Contractor day rate calculator UK
Estimate the contractor day rate needed to replace a salary or hit an income target, then check IR35 and tax assumptions before accepting a contract.
Estimate the contractor day rate needed to replace a salary or hit an income target, then check IR35 and tax assumptions before accepting a contract.
Salary equivalent: £60,000. Billable days: 220. Basic replacement day rate: about £273 before pension, expenses, bench time and IR35 impact.
A rough contractor day rate can be estimated by adding your desired income, business costs, pension replacement, holiday cover, and a bench-time buffer, then dividing by paid contract days. Salary comparisons often understate the rate because permanent employment includes benefits and paid downtime. A £60,000 salary divided by 220 working days gives about £273, but that is only the starting point. Once you add pension, insurance, accountancy, equipment, unpaid gaps, and tax structure, the sustainable rate may need to be materially higher.
Before accepting a contract, check whether the role is inside or outside IR35 and whether you will be paid through an umbrella company, agency payroll, or your own company. Inside IR35 contracts often need a higher day rate to produce the same take-home pay because employment taxes and fees can change the result.

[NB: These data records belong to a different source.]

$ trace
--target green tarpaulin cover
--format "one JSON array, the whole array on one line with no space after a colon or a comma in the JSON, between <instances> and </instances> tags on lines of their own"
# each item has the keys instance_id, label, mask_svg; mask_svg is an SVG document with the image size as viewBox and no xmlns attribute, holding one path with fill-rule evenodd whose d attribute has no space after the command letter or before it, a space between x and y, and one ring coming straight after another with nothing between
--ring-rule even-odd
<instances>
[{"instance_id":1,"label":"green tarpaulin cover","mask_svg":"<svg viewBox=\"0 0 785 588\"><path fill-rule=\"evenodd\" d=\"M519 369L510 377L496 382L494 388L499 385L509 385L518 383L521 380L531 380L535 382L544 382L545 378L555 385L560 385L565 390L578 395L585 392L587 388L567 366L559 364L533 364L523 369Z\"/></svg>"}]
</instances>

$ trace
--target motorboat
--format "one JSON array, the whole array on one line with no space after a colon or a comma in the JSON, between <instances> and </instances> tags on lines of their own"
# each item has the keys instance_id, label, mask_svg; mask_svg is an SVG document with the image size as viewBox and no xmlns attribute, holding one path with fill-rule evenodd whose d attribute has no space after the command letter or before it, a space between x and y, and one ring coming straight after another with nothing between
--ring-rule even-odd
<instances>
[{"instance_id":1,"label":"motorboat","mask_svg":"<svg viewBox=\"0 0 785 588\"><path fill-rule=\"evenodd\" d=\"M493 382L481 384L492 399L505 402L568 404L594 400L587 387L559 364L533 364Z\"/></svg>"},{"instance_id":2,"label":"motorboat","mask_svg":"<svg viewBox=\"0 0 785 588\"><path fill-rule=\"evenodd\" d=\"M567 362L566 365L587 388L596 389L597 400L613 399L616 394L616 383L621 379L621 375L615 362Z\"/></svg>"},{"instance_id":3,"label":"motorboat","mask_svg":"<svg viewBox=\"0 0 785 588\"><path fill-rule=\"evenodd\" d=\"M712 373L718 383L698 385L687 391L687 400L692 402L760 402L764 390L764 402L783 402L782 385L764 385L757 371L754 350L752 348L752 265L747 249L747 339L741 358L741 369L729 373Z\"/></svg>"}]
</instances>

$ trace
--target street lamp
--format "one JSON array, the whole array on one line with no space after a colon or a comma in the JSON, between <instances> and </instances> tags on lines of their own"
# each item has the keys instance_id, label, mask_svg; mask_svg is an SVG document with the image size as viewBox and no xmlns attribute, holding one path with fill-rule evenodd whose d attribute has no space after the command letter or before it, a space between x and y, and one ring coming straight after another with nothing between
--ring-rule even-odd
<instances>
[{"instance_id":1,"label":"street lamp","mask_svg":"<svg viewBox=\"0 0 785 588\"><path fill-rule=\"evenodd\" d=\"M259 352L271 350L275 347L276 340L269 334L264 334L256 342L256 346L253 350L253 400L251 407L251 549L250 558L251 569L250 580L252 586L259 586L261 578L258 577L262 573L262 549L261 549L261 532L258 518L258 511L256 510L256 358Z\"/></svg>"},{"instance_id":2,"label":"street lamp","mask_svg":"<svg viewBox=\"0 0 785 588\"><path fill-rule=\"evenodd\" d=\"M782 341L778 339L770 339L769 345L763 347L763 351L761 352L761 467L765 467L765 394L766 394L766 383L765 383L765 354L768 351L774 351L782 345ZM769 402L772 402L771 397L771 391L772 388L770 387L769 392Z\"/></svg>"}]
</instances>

This page gives a commercial floor; IR35Guide.co.uk helps you sense-check the status side.
The homepage calculator lets you model working days, expenses, and target income more flexibly. Use this page when you are comparing a contract offer with a permanent role, deciding whether a rate is worth the risk, or working out the minimum day rate before speaking to a recruiter. For project-based freelancing, compare with the UK freelance day rate calculator.
Is 220 billable days realistic? It can be for a long contract, but it is optimistic if you expect gaps, holidays, sickness, or time spent finding the next role.
Should inside IR35 contracts pay more? Often yes. Compare net outcomes, not just headline day rates.
Can I use this for umbrella roles? Yes as a planning tool, but include umbrella fees and employment-tax effects before deciding.